I like to think of myself as a kind person who can be flexible and roll with whatever life brings. Much is in my control, but I feel more is not. The past few months have been a challenge.
Since I last posted, my amazing daughter has moved to college (bringing her graduation quilt with her) and is thriving in her new environment. She made dean's list for her first semester, is making new friends, and re-discovering that an old friendship can be new again. The word "proud" is not enough to describe the joy I feel watching her growing into this remarkable young lady.
My son began high school and started a new sport, track. After a spring and summer of breathing therapy, he was finally released to run track, and now I have a distance runner! Rob excels at the 1000m and 1600m, even running in his first invitational meet this season. With each meet, he has set a personal record (PR is the official term) and he has scored points for his team. His school team was runner up in sectionals recently, only missing first place by a half a point! He has made high honor roll in his first two quarters of high school, and is loving all of his classes, including three honors courses. He continues to amaze me every day.
In September, I learned my spouse was dismissed from his second job. He did not tell me. To date, he didn't replace that needed income. Enough said.
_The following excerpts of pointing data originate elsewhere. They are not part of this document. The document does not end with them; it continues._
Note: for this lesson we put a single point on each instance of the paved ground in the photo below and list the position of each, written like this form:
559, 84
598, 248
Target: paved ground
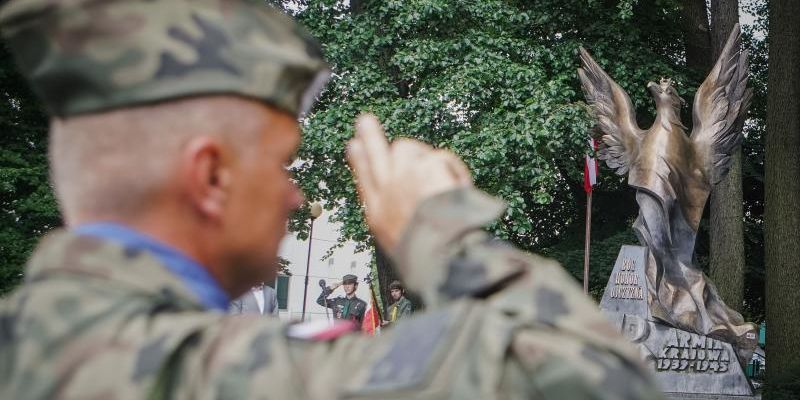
686, 396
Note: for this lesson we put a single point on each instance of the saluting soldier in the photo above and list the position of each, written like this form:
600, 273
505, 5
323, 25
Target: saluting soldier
401, 307
171, 125
347, 307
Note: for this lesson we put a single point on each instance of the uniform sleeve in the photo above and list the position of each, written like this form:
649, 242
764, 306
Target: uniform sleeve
501, 324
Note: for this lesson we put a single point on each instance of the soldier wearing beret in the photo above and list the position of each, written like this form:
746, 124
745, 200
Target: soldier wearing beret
401, 307
171, 124
347, 307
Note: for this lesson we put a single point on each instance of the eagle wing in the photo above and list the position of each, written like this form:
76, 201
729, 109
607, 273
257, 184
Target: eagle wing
613, 111
720, 108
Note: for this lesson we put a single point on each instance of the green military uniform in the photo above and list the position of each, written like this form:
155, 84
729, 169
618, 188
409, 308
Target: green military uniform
400, 309
96, 320
344, 308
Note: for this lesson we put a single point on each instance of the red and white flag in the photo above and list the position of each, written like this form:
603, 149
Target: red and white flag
372, 320
590, 169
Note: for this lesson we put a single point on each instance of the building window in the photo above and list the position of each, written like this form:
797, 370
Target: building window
282, 291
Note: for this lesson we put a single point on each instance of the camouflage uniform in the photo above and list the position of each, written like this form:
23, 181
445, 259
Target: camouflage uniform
97, 320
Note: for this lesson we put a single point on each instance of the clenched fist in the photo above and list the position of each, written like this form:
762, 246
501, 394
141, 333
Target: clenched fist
393, 179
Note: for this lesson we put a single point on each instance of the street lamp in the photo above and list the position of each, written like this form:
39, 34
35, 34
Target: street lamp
316, 211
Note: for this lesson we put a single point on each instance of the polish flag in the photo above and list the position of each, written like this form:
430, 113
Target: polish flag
372, 320
590, 169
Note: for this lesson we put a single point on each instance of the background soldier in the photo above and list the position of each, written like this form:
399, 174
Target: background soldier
172, 123
349, 307
401, 307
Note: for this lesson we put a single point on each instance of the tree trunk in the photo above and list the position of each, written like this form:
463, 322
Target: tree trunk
726, 228
696, 35
782, 195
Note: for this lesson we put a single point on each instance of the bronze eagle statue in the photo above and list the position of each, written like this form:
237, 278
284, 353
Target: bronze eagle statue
673, 175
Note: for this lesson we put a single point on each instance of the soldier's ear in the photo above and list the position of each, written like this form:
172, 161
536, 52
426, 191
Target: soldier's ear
205, 166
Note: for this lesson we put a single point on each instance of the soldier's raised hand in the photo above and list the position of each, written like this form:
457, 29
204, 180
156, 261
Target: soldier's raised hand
392, 179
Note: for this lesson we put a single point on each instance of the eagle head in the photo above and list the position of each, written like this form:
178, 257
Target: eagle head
665, 94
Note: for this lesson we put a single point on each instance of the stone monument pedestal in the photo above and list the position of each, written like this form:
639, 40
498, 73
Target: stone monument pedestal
682, 362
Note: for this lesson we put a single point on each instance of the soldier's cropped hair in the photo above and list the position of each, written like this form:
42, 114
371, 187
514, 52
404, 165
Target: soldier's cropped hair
113, 163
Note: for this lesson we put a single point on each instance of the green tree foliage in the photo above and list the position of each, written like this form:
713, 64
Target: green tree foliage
27, 207
495, 82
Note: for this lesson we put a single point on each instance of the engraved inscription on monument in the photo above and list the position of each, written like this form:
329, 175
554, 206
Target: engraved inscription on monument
689, 352
626, 282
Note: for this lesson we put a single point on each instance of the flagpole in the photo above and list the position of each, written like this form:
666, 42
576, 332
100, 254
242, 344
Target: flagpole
586, 245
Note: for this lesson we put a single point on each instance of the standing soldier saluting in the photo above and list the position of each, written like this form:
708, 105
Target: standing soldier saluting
171, 125
349, 307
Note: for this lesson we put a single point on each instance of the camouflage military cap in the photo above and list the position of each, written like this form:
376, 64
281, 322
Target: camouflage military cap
84, 56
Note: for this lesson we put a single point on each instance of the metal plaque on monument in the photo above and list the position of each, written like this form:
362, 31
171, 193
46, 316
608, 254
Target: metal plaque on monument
656, 294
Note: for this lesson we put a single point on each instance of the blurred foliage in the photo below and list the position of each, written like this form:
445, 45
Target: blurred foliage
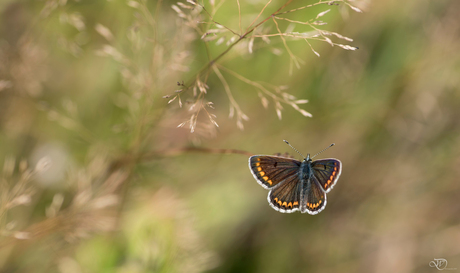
98, 178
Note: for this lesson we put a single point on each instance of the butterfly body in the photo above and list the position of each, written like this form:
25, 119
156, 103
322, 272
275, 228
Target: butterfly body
295, 185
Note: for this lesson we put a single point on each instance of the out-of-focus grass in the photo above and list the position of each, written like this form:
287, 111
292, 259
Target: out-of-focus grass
97, 178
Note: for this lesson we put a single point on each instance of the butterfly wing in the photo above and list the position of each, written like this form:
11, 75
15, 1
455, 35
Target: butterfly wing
281, 175
271, 171
314, 198
286, 197
326, 172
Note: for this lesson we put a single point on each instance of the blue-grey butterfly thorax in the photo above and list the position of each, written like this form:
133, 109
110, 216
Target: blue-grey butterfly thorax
305, 169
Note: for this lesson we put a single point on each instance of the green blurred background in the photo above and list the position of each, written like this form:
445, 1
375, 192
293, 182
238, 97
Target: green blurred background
97, 178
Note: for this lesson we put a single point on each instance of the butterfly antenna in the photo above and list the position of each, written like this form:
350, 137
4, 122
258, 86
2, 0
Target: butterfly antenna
324, 150
293, 148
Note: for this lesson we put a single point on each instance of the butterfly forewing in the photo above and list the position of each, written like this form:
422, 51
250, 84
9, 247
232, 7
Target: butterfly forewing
271, 171
327, 172
314, 199
286, 197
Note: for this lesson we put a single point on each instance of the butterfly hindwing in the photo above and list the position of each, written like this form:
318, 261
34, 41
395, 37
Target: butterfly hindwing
286, 197
314, 200
271, 171
327, 172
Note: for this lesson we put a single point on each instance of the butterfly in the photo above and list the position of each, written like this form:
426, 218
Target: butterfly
296, 185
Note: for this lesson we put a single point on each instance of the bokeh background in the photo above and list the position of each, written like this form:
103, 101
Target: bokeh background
97, 177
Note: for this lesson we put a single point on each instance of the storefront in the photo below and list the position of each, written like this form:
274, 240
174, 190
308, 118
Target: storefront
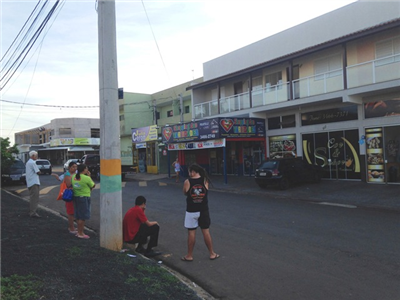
144, 149
233, 146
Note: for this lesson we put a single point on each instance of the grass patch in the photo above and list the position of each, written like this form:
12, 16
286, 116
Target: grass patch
19, 287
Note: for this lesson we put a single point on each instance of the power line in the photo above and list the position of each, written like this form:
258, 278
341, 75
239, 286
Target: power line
48, 105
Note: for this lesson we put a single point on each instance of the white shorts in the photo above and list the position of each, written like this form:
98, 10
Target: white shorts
192, 219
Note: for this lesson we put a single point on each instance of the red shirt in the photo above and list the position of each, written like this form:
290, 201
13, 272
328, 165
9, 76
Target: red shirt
132, 221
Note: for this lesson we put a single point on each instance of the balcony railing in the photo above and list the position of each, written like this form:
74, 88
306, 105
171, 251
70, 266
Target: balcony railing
375, 71
318, 84
270, 95
371, 72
Jewels is home for the long President's Day weekend now, and boy, do I need her close. I learned on Thursday that once again I trusted the wrong person. Jewels was on the phone with me when I got the news and talked to me until I calmed down to think rationally again. Our lives have been forever changed, and the next several months will be the ultimate struggle. I am once again the sole provider for our family, and the truth is I cannot manage our current lifestyle alone, as meager as it already is. We'll need to move, and change everything about what we do. I've been in this home for 29 years, married nearly 30, and this will displace us in an unimaginable way. I am taking it minute by minute, and that is not an exaggeration. I feel very alone, but know I am not. My children and a few close friends will stand by us until everything is righted and secure.
Prior to this, I was happily stitching away, and recently completed Flurry by Teresa Kogut. This is a pattern available to her Patreon members (I am not sure if it'll be released to the general public). It is stitched in a palette of my own "from stash" colors on 14 count Sandcastle Jobelan fabric leftover from another project.